If you can’t bring out the bells and whistles, giving your partner a sensual massage after a long week can help take the kinks out of your sex life. A simple act of touching and kissing can help ignite the fire within both of you, so you and your partner can take turns massaging and relax before your love making session.
A simple act of touching and kissing can help ignite the fire
Another great way to get you both in the mood is by building up the anticipation over the course of the day – sending each other dirty texts or nudes while at work can really get your blood pumping and itching to get home as fast as possible. You’ll be ripping each other’s clothes off as soon as you get in the door just from the sheer suspense!

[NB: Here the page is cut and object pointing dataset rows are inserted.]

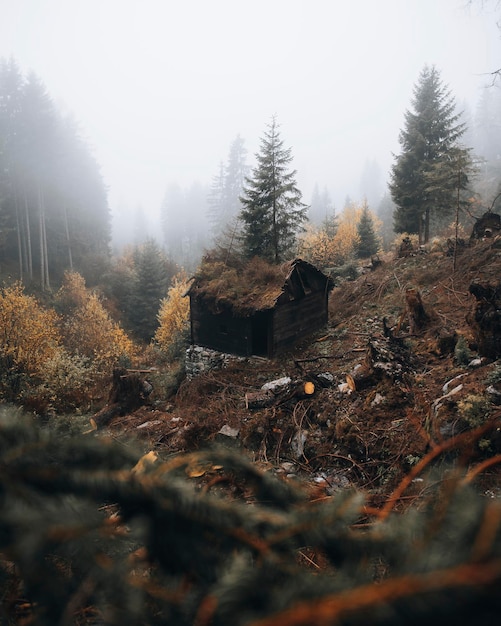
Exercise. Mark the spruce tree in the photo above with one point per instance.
(272, 211)
(367, 244)
(150, 287)
(430, 149)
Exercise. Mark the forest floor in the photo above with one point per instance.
(368, 433)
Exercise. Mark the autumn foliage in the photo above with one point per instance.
(173, 316)
(56, 358)
(29, 334)
(88, 328)
(324, 248)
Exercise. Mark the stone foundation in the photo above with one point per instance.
(200, 360)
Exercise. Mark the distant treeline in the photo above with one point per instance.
(54, 211)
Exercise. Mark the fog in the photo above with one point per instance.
(160, 88)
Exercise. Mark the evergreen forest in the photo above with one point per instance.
(353, 479)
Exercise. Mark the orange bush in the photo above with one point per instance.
(88, 329)
(173, 316)
(29, 333)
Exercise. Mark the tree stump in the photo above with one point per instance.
(485, 318)
(418, 318)
(128, 392)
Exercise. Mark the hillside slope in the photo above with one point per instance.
(378, 407)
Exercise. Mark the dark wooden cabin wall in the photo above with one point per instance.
(297, 318)
(220, 332)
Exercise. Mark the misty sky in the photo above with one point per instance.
(160, 88)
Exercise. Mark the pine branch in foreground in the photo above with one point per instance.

We know you’ve probably heard this before, but adding an element of surprise to your sex life will really ramp up the heat! There are many ways you can add a little spontaneity to your sexual repertoire; you can do something naughty like getting completely naked as soon as you see your partner (where appropriate of course), or just book a dinner date at your favourite restaurant as a surprise.
Adding an element of surprise to your sex life will really ramp up the heat
Be spontaneous in all areas too like at a family event; rub their genitals in the car on the way to the event, or drive them crazy by trying on your new lingerie showing it off repeatedly before leaving, and if you can’t wait any longer perhaps go off for a quickie! Care to make things interesting? Why not try a wearable vibrator and have your partner handle the remote while you’re out and about – thank us later!
Foreplay all the way
Sometimes long-term couples can get in the habit of jumping right into sex and ‘getting it over with’. By taking the time to slow down with your partner, you’re adding an extra layer of intimacy and sexual tension that comes with connecting on an emotional and physical level.
Don’t take foreplay for granted. It works a treat in helping you unwind and really be in the mood for sex with your partner; sometimes making out on the couch for a while before going to the next can be a good place to start.
Remember to use your senses and really feel each other’s bodies, kiss, lick, and admire one another – it makes the lead up to sex a whole sensory experience and will create deeper, more intense orgasms when you do get there. Introduce new methods to your foreplay, whether you want to try bondage and being tied up, bring some stimulating toys into your routine, or play dress up with costumes that will bring out your inner wild thing.
It’s all about location
When it comes to routine sex, it often means we use the same positions in the same place every time we want to do the deed. By simply changing your location of where you have sex, it can make things that much more exciting! Doing it anywhere but the bedroom can help take the predictability out of your sex life – try doing it on the couch, in the car, in the shower and even on your desk *cue the desk sweep but watch out for the computer*.
Doing it anywhere but the bedroom can help take the predictability out of your sex life
Adding a new location to your sexual routine can also include adding new devices to the mix. If you’ve got somewhere you can store it, why not go for sex swings or slings that will give you both a workout and a trip to orgasm central! You’ll definitely be shaking things up and easily have the best sex life amongst your couple friends. It’ll be a lot of fun for you and your partner and it will make you want to hop on the swing on the regular.
It’s important to remember that every long term couple will go through ebbs and flows when it comes to their levels of intimacy; continue to fight for your sex life and put in the effort with each other in and out of the bedroom. Whether your sex life is suffering from lack of inspiration or you need to rekindle your affection with your partner, using these tips that work for you both will help bring your love for each other to the forefront of your relationship.